Un budget de grande ampleur, calibré pour amadouer les marchés
Le président indonésien Prabowo Subianto a dévoilé devant le Parlement un projet de budget pour 2027 chiffré à 230 milliards de dollars, comportant un déficit prévu à 2,4 % du PIB. Selon le gouvernement, il s'agit du niveau de déficit le plus bas en trois ans, une donnée soigneusement mise en avant pour apaiser les inquiétudes des investisseurs sur la soutenabilité des finances publiques.
Des dépenses en hausse pour soutenir la croissance
Les dépenses proposées atteignent 4 097,2 billions de roupies (environ 229,73 milliards $), en hausse de 3,9 % par rapport aux projections de l'année en cours. Les recettes sont attendues à 3 426 billions de roupies, soit une progression projetée de 6,8 %.
| Rubrique | Montant |
|---|---|
| Dépenses | 4 097,2 billions IDR |
| Recettes | 3 426 billions IDR |
| Budget (USD) | ~230 milliards $ |
| Déficit prévu | 2,4 % du PIB |
Ambitions sectorielles : autosuffisance, industrie et matières premières
Le texte met l'accent sur huit priorités, dont l'autosuffisance alimentaire et énergétique, le développement de secteurs industriels nationaux et l'amélioration du système éducatif. Le président a aussi annoncé l'intention de créer une nouvelle bourse des matières premières, mesure destinée à valoriser les richesses naturelles et à attirer des capitaux.

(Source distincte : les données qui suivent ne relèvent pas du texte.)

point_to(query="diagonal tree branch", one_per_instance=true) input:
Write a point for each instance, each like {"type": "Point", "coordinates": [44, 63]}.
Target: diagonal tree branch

« L'architecture du budget 2027 est conçue pour rester expansive, de manière collaborative, ciblée et mesurée, afin de stimuler la croissance économique et d'accroître plus rapidement le bien‑être »
Pourquoi ce budget inquiète les investisseurs
Depuis l'arrivée de Prabowo au pouvoir en octobre 2024, les marchés surveillent de près la trajectoire budgétaire. L'année a été marquée par une hausse des subventions aux carburants qui a déjà alourdi les dépenses publiques. Parallèlement, la roupie a connu une dépréciation et des sorties de capitaux importantes ont été observées, alimentées par des doutes sur la santé des comptes publics, l'indépendance de la banque centrale et la transparence des marchés.

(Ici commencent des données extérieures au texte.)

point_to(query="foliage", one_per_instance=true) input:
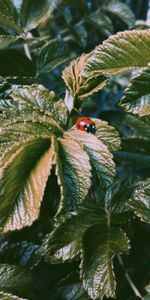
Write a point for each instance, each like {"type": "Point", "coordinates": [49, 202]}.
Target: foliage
{"type": "Point", "coordinates": [73, 204]}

- Un déficit à 2,4 % vise à rassurer, mais il repose sur des hypothèses de recettes en hausse.
- La hausse programmée des dépenses (+3,9 %) soutient la demande intérieure et les projets industriels ciblés.
- La création d'une bourse des matières premières illustre la volonté de capter la valeur ajoutée localement.
Conséquences possibles
Si le budget parvient à stimuler la croissance, l'Indonésie pourrait atteindre l'objectif affiché de 6 % pour 2027. En revanche, une combinaison de dépréciation monétaire et de recettes inférieures aux prévisions mettrait la pression sur le déficit et sur la confiance des investisseurs étrangers. Les choix d'orientation — subventions, protection industrielle, marchés des matières premières — auront aussi des répercussions sur les partenaires commerciaux et les entreprises étrangères actives dans l'archipel.
Pour les observateurs internationaux, la clé sera de suivre l'exécution budgétaire et la réaction des marchés : un budget « expansif » mais crédible dépendra des capacités du gouvernement à convertir les promesses en recettes réelles sans compromettre la stabilité macroéconomique.